We finally went ahead and did the damn thing! The S&P 500 broke through the 3,000 level for the first time ever this past Wednesday following some favorable talk on rate cuts from Federal Reserve Chairman Jerome Powell. But before we pop the Cristal, crank the tunes, and slaughter the fatted calf, it might be wise to take a step back and think about what all of this exactly means.
Don't get us wrong. Reaching an all-time high is never a bad thing—in fact, it's great news for the millions of people worldwide who own a piece of the action in their brokerage and retirement accounts. However, this recent surge has largely been fueled by the expectation of future rate cuts, which in turn, means the market feels there will be more bad economic data going forward.
In short, future bad news is good news for stocks. Makes perfect sense, right?
So what's the best way to look at this situation? Is the next stop for the S&P 4,000 or 2,000? Well, the truth is that no one really knows for sure. But we've tried our best to lay out the hypothetical arguments one could make to frame this market as good, bad, or even ugly.
Why shouldn't we be at an all-time high? The US unemployment rate is a measly 3.7% and we added another 224,000 jobs in June alone. Sure, the May number was soft, and the labor force participation rate continues to decline—but this market has barely moved since January 2018. It's about time this rally kicked into high gear.
Chairman Powell is right. Both the neutral level of interest rates and natural level of unemployment are lower than previously estimated. Inflation continues to be a non-factor. Cutting rates is the smart decision. We're definitely not trying to have our cake and eat it too.
Get in now, because 3,000 is only the beginning. More and more consumers are joining the global middle class each day, and we are on the cusp of all sorts of technological breakthroughs in artificial intelligence, clean energy, genetic engineering and more.
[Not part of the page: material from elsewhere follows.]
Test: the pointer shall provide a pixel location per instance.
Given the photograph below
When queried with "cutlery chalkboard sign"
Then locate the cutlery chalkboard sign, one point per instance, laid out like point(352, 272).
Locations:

It's all good. The future is bright!
Corporate earnings are already looking grim and getting worse. Companies are cutting their forward guidance left and right. Frankly, it doesn't make sense that they continue to trade at even higher multiples. Sure, lowering the interest rate means the S&P will trade at a higher P/E ratio, but there's no real, sustainable growth in the actual earnings.
Furthermore, it's now undeniable that the global economy is slowing down. Europe is feeling the squeeze and export-reliant countries in Asia are already in contraction. Singapore, for instance, just reported that its Q2 GDP fell by an annualized 3.4%.
There's a real chance of a global recession, and it's pure fantasy to believe that the US will avoid the negative effects.
Run! Panic! Repent!
This entire market is built on a debt-fueled house of cards that's primed to collapse at any moment. The trade wars have just begun. Corporate debt is at an all-time high (and will soon reach half of the entire US GDP). This is not sustainable!
Worse, the Fed is wasting valuable ammunition by cutting rates before the effects of this impending implosion are even felt. If it's willing to take action now, what the hell is it going to have left when unemployment is at 8%?
This is ugly, and about to get worse.
Only time will tell which of these assessments is right. One thing we can say with confidence is that equities will keep moving. After all, it seems highly unlikely that we can continue to dance around this 3,000 level forever.
There will definitely be opportunities out there for well-disciplined traders.